The epic itself is often considered Dream Theater's all time best composition. It's also one of the few songs along with Octavarium, Six Degrees Of Inner Turbulence and In The Presence Of Enemies to reach the ''side long'' mark of over 20-minutes, and they do the title proud. With lush soundscapes, raking climaxes, soaring solos and a wonderfully climatic conclusion this is sure to please the symphonic prog lovers, while being heavy enough to get the head-bangers banging. Lord only knows what people would think of either of the previous 2 albums had this song been attached to either of them, there would probably be quotes in other reviews saying things like, ''so much win!''

The rest of the album is a group of live covers and live cover medleys. Dream Theater decided to do a club tour and just play cover songs, what's presented here are a selection of them. While after watching the 5 Years In A Livetime dvd it's disappointing to see that they covered Yes's Starship Trooper with Steve Howe, but didn't but it on this disc. Still, there's a wonderful collection of songs, most of which do justice to the originals. Funeral For A Friend/Love Lies Bleeding may not have Elton John's serene vocal section on it, but Sherinian pays due care to the piano and keyboard parts, the rest of the band takes the song to it's heaviness limit without ever pushing it over the edge. Deep Purple's Perfect Strangers is probably not the standout performance of the album, but it shows some interesting things that James LaBrie can do with his voice and the reincarnated riff from the song makes a mean show. The Led Zeppelin medley takes advantage of all the greatest songs of later Zeppelin's career. It starts with The Rover and moves into the best song from Presence, Achilles Last Stand, Page's deadly riff echoing throughout. James isn't able to reach Plant-like notes on The Song Remains The Same, but he adds his own unique spin to it.

The Big Medley is quite impressive. This one goes through a multitude of songs starting with Pink Floyd's In The Flesh and moves through everything and the kitchen sink, the standouts of which are likely the chorus section of Turn It On Again, courtesy of Genesis and the Wayne's World-head banging section of Queen's Bohemian Rhapsody. It would be hard to comment on the originality of any of these tunes being that they're covers, but the segues and fresh spins on all the songs make for a great live listen.

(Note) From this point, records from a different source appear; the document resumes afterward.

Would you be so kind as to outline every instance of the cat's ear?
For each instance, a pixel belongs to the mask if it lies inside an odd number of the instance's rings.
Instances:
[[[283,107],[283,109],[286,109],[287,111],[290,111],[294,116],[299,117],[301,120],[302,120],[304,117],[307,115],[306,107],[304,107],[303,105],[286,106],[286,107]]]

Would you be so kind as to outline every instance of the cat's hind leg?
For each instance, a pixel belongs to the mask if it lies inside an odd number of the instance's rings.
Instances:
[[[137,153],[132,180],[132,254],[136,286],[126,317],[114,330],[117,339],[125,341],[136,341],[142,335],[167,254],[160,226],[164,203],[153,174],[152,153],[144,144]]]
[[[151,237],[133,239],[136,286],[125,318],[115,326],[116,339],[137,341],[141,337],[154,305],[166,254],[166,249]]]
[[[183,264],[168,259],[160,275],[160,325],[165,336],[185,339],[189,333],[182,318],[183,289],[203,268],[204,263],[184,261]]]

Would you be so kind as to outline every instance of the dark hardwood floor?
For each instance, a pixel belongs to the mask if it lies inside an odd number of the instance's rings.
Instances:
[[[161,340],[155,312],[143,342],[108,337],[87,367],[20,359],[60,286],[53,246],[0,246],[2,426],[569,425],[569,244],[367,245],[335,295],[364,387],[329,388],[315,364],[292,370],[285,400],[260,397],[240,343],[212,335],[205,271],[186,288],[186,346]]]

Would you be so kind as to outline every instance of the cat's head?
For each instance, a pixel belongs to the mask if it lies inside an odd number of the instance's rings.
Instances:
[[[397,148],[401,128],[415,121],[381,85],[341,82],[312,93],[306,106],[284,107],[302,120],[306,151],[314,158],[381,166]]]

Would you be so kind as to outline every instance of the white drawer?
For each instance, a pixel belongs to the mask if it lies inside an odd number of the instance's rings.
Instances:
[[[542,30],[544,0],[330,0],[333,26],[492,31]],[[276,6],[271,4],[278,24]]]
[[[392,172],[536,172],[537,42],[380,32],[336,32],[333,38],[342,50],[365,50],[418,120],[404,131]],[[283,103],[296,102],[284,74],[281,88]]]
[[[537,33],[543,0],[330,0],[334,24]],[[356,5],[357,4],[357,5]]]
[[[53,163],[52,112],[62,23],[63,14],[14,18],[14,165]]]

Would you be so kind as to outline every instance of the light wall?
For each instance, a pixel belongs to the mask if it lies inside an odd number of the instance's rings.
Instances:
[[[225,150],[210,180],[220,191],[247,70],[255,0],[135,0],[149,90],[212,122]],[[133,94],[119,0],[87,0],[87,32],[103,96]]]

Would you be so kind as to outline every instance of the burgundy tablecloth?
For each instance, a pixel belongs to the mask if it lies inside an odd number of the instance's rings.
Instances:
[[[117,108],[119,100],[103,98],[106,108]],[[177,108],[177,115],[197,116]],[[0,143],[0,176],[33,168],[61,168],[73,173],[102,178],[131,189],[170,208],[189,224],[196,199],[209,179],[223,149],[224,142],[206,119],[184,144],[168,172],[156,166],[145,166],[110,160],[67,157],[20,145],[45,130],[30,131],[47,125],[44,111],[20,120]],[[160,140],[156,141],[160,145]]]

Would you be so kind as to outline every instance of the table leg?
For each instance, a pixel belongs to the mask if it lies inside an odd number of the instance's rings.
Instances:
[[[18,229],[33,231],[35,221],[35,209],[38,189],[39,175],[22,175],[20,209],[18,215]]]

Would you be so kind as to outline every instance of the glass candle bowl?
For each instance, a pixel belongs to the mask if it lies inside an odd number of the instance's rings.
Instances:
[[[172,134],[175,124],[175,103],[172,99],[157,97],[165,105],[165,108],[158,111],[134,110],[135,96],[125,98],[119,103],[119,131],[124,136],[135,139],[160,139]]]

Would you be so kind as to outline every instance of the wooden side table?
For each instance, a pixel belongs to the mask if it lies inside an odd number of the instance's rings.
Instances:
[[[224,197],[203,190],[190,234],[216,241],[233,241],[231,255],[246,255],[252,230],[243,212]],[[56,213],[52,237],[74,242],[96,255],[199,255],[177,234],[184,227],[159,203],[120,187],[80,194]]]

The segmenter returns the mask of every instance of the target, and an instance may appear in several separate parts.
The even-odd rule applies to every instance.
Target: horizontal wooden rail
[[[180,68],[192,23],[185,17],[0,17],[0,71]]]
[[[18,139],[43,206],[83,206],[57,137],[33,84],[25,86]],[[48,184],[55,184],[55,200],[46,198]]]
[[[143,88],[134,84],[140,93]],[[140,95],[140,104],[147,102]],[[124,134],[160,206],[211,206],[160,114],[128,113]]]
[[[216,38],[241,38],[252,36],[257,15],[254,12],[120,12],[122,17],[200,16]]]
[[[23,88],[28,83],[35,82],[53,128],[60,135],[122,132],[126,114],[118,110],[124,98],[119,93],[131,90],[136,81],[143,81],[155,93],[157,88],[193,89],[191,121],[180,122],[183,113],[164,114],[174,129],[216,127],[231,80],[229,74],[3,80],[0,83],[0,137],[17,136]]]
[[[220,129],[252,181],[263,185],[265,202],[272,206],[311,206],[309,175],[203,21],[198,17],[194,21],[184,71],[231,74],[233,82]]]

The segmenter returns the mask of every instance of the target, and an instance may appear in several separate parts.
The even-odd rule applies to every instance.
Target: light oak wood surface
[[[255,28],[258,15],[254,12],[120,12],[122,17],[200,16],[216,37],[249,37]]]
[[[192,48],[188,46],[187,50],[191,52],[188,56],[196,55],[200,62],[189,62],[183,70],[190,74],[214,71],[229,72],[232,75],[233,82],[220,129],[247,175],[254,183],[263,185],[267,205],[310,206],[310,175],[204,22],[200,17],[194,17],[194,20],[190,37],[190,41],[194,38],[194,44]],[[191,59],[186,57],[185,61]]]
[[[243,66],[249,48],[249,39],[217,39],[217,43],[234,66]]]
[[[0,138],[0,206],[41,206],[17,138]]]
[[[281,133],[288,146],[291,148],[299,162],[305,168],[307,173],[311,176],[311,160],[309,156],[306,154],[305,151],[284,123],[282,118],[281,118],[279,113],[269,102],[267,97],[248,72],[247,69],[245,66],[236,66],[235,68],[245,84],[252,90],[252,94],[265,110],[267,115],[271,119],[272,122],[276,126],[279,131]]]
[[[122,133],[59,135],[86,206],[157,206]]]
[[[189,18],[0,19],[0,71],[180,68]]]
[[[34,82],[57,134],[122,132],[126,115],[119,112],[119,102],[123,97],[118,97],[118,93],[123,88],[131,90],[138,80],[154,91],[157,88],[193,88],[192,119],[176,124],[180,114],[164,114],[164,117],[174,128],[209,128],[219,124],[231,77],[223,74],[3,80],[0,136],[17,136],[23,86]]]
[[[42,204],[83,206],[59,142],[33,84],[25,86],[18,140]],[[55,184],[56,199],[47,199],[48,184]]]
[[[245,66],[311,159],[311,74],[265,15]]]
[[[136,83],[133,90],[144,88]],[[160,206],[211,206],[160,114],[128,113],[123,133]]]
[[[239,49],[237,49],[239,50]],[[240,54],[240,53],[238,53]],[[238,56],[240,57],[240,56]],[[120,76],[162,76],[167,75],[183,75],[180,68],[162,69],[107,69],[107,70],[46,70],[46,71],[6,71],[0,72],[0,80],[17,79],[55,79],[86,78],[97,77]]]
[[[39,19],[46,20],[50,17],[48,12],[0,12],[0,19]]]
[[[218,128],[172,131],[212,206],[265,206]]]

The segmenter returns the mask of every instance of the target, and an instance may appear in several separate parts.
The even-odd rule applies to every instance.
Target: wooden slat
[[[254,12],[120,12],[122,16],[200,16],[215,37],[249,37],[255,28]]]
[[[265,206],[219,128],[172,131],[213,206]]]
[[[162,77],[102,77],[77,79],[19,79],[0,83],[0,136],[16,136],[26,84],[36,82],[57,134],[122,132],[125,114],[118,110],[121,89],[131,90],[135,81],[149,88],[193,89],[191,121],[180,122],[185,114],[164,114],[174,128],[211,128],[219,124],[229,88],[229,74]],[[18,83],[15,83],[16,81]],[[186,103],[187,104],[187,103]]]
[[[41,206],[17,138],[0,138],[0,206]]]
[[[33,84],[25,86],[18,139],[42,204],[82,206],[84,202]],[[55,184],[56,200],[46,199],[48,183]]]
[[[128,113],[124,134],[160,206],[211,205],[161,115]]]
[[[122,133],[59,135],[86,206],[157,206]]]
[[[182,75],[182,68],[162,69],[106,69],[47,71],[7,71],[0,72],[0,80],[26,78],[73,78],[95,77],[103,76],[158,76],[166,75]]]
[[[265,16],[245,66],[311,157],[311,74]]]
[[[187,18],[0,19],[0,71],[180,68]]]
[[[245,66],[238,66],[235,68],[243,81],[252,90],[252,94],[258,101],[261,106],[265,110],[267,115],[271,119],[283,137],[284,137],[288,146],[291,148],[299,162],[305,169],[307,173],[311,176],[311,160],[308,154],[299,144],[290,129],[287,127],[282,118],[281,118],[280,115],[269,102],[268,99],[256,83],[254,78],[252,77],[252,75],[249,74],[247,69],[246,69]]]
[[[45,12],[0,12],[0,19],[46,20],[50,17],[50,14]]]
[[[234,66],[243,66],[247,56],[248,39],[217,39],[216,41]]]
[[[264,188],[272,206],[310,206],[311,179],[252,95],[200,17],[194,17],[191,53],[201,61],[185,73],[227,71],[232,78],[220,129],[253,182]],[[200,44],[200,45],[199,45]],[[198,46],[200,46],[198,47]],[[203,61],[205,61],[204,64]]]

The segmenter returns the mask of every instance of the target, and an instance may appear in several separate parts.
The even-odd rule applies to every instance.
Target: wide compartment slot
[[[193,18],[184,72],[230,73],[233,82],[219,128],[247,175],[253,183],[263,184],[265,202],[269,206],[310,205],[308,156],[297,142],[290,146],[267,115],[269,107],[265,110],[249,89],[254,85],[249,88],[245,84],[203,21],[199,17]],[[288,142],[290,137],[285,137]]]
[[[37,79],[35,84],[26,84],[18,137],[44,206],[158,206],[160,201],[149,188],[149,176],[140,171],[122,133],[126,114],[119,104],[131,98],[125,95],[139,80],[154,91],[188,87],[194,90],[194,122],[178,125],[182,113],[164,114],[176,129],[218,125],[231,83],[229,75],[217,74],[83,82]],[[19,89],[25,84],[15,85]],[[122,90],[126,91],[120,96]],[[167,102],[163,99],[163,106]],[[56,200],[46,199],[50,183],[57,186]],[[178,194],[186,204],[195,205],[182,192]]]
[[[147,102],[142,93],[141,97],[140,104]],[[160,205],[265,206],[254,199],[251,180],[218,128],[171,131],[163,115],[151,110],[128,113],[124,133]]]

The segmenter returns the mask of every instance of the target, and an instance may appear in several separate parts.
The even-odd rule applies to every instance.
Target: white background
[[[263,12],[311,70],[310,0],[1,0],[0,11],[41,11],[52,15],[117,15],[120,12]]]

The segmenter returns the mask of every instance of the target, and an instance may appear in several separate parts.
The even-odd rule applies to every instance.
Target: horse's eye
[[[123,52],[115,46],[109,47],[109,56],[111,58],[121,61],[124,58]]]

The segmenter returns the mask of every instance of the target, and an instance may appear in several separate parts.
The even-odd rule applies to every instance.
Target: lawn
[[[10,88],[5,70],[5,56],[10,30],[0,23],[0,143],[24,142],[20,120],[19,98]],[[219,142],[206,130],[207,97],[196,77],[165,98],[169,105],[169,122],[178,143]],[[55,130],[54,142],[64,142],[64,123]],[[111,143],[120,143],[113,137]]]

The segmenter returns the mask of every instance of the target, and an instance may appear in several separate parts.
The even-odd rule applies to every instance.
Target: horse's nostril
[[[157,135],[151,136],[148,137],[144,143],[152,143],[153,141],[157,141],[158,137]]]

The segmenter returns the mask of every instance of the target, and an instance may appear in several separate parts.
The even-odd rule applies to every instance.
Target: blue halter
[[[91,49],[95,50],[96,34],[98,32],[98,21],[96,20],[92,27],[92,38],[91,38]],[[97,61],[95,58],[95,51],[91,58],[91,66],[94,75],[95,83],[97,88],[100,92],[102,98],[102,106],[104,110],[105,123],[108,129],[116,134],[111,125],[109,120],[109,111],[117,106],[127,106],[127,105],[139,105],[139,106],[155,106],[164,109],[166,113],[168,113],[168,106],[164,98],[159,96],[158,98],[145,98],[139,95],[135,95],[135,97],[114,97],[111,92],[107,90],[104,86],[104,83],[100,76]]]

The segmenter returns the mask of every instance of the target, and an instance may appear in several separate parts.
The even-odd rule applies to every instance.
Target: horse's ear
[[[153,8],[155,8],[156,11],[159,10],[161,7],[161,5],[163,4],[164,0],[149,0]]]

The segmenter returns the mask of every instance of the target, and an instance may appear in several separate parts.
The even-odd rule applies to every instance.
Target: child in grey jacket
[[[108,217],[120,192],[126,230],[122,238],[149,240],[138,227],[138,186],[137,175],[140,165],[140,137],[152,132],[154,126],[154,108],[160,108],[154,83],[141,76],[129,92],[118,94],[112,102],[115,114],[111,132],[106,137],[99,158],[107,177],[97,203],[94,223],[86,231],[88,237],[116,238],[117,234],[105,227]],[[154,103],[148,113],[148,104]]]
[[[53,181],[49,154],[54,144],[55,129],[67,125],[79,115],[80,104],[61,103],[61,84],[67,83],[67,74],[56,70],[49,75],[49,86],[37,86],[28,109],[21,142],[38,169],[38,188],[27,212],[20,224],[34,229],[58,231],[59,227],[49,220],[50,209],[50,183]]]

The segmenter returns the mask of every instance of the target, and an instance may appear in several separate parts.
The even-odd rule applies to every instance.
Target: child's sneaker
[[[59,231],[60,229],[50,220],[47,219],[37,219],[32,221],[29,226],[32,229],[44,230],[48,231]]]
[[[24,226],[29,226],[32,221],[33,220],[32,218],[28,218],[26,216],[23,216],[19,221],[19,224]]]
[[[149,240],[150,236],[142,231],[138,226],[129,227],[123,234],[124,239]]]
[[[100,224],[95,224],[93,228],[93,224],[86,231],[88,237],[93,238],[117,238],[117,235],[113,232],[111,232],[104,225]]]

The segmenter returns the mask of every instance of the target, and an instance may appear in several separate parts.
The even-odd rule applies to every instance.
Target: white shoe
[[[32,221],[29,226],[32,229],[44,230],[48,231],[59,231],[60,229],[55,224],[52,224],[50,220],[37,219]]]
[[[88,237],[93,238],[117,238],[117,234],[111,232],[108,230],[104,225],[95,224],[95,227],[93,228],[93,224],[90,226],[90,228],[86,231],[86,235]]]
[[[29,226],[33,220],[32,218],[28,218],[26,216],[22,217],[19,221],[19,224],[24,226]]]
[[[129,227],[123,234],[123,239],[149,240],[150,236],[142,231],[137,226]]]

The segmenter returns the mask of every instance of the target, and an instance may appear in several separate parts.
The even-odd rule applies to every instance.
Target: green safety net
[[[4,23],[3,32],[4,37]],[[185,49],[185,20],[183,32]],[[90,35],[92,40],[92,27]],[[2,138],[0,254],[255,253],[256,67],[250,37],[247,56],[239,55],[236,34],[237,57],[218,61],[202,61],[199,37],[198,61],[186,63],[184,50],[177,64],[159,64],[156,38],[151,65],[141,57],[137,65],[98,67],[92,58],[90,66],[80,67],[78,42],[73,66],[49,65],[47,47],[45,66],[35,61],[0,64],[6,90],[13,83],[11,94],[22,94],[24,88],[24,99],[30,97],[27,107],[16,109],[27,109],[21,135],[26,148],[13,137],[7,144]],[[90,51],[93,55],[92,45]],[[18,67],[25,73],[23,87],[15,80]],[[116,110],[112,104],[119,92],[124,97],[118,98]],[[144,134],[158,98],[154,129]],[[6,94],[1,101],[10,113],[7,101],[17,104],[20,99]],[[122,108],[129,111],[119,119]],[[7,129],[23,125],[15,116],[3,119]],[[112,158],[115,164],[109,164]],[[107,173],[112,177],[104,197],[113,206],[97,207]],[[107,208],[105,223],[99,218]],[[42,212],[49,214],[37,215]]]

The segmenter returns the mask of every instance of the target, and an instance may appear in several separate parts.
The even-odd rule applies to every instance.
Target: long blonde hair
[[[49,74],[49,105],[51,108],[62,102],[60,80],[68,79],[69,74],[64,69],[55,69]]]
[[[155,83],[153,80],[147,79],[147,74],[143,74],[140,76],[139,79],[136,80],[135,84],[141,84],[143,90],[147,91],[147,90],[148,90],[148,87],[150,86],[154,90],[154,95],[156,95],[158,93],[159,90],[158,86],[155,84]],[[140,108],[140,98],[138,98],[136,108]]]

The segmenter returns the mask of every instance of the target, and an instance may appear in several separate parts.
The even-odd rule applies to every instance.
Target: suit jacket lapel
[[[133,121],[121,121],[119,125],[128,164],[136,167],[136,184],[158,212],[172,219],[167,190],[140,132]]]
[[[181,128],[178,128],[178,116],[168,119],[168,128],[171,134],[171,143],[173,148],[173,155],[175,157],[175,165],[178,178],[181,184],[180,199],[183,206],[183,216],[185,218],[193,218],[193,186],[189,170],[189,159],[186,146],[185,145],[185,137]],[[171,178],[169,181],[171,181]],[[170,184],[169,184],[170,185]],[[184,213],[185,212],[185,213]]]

At 57-minutes, this EP could easily be considered a full blown album. For people who don't want to listen to the live covers, just turn off the album after the epic. People who don't want to hear the epic can just skip over to the live stuff. If you think the live stuff brings the album's value down then you're obviously crazy since the album is incredibly cheap being that it's priced as an EP (in Canada anyways), just consider it bonus material strapped on to the end of the album, if anything. Dream Theater fans will love this little gem and will especially appreciate the epic cut - think of it as an extension to Images & Words. For everyone else, this is still a great addition to any collection as an album which has inspired many listeners to listen to more prog over the course of its existence. 4 stars, a rare rating for an EP, but this one deserves it.